I see what you mean by easy to build. Just need a grid with horizontal and vertical groves and tiles with either a vertical or horizontal key. You could have all sorts of different levels of difficulty, some configurations would have very few possible moves at each stage, easy ones. Others would be very difficult.
You could have a third type of tile with a pin instead of a regular key, this could move both horizontally and vertically, like on a regular 15 puzzle. If you had mostly these but a few oriented ones you could get easier puzzles.
You could have all sorts of different pictured/numbered designs.
You wouldn't have to stop at two directions (up/down, left/right), if you used circular tiles you could have a puzzle where some pieces moved diagonally too! That would be insane.

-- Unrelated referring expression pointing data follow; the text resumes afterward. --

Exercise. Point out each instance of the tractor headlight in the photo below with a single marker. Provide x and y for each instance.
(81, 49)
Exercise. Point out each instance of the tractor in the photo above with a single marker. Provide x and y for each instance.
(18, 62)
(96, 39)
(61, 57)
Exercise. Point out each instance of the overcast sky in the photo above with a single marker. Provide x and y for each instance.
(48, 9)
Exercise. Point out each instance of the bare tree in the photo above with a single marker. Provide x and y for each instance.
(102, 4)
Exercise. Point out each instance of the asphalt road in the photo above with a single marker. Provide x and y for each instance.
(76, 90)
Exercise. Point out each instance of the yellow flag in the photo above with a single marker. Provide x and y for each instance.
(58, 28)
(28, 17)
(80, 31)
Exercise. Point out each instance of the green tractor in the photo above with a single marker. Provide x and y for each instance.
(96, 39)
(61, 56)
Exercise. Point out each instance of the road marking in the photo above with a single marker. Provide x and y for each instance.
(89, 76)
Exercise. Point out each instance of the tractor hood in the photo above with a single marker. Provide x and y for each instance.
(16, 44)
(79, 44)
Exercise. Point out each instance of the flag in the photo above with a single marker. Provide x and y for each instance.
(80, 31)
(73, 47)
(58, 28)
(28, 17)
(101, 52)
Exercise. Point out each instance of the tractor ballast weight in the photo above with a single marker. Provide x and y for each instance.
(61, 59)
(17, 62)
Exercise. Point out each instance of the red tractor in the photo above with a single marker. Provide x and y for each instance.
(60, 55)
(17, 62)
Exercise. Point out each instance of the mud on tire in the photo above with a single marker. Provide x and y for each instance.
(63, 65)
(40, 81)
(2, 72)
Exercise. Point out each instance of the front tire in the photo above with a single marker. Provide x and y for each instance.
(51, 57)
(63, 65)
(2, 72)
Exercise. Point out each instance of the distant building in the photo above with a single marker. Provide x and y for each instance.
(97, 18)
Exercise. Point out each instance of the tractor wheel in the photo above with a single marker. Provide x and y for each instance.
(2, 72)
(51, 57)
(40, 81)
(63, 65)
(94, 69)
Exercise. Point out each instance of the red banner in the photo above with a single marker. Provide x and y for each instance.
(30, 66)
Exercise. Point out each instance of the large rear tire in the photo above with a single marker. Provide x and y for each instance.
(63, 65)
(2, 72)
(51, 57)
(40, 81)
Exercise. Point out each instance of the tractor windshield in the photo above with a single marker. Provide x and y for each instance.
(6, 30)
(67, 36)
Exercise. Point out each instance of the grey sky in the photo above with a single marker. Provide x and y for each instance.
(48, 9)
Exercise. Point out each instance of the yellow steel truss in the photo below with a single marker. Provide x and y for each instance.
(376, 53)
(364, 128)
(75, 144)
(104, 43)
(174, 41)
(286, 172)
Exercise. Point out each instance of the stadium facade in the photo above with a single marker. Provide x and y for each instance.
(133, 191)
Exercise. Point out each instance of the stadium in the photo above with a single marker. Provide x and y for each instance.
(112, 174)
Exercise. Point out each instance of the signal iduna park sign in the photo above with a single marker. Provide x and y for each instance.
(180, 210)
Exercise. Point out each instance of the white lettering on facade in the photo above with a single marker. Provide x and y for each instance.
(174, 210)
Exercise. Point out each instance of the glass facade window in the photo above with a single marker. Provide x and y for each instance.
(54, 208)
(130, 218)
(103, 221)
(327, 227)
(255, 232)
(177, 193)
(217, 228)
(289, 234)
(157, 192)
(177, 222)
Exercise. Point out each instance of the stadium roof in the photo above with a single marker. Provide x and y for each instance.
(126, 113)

I think it would work well on a cube too, the regular slidey puzzle on a cube is a bit redundent, but this! Wow, if you had a picture on each face and the tiles slide as a orimaze you would be able to make some very hard puzzles!
Joined: Sat Mar 22, 2003 9:11 am Location: Marin, CA
Interesting idea with circular motions. Multiple pieces per face has problems with not all the sliding motions being the same, but works if you have exactly one tile per face of the cube.
If each tile has an orientation, and there are two tiles on two axis and one on the third (plus an empty spot) then the underlying puzzle is always held in place by at least one piece on each axis. I just messed with this puzzle on paper, and it seems to be surprisingly hard.
The mechanism funky enough to be worth building on novelty grounds alone.